Elephants are highly intelligent and can live 60-70 years. The Six Flags Seven --Liz (43), Taj (67), Valerie (25), Tava (29), Malika (20), Joyce (22), Bertie (26) -- deserve better than decades more of life in a noisy, crowded amusement park.

Please sign the petition to get these poor elephants removed and sent to a sanctuary!  We freed Maggie, let's work for these poor babies now as well!
Dear Sirs,

Experience has shown over and over again that captive elephants held in zoos suffer both mentally and physically.  Wild elephants typically walk 30 or more miles per day.  Zoo elephants are unable to do this, and as such, suffer leg, foot and joint problems on a chronic basis.  The elephants held at Six Flags are no exception.  The seven elephants currently held at Six Flags have had chronic foot problems and will continue to suffer from them so long as they are confined into the small area your park presently provides.

Additionally, the elephant breeding program at Six Flags has been a resounding failure with numerous deaths, stillbirths and even an instance of a dead calf rotting in the mother's womb. The incisions caused from the artificial inseminations have resulted in infections, abcesses and long-term injury to the elephants involved, yet success has been elusive at best.

People are becoming more and more attuned to the specific social and physical needs of elephants. They are more and more reluctant to see these magnificient creatures suffering just so they can see an elephant up close.  The cruelty involved in keeping these intelligent beings captive is becoming more clear to the public each and every day.  The elephants have been expressing their unhappiness for years...being uncooperative, getting ill, charging handlers.

Today's zoos need to be progressive and more like sanctuaries with plenty of open space for their animals.  An amusement park, with its inherent noises, crowds and need to cram as much activity into the smallest amount of space will NEVER be the proper place for wild animals of any kind and certainly not for the sensitivities of elephants.

Show the world that Six Flags is not a greedy monster out to use and misuse animals for its own gain without thought or consideration for the well-being of the animals.  Send your elephants to one of the nationally recognized and acclaimed sanctuaries: PAWS in California or the Elephant Sanctuary in Tennessee.
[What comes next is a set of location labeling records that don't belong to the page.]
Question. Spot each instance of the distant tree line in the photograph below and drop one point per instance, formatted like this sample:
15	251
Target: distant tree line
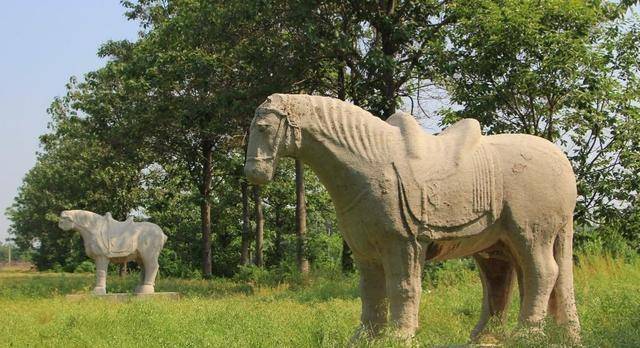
160	131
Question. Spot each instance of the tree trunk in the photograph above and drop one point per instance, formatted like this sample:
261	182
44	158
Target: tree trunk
122	271
346	260
278	243
301	220
257	201
246	225
389	49
205	207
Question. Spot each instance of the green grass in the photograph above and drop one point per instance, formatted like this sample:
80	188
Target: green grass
322	313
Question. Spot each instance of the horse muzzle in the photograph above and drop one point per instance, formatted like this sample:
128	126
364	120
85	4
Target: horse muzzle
258	171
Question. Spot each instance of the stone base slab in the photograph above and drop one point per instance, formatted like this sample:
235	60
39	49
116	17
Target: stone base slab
122	297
Not only will the elephants be able to live out their remaining years in a natural setting conducive to their mental and physical well-being, the park can then use the positive publicity of such a move to promote the park.  It CAN be a win-win situation for both the park and the elephants if done right.

So, please, DO RIGHT and release these elephants into a sanctuary as soon as possible. Until they are sent to sanctuary, we, the undersigned, will boycott Six Flags and all subsidiaries of your park.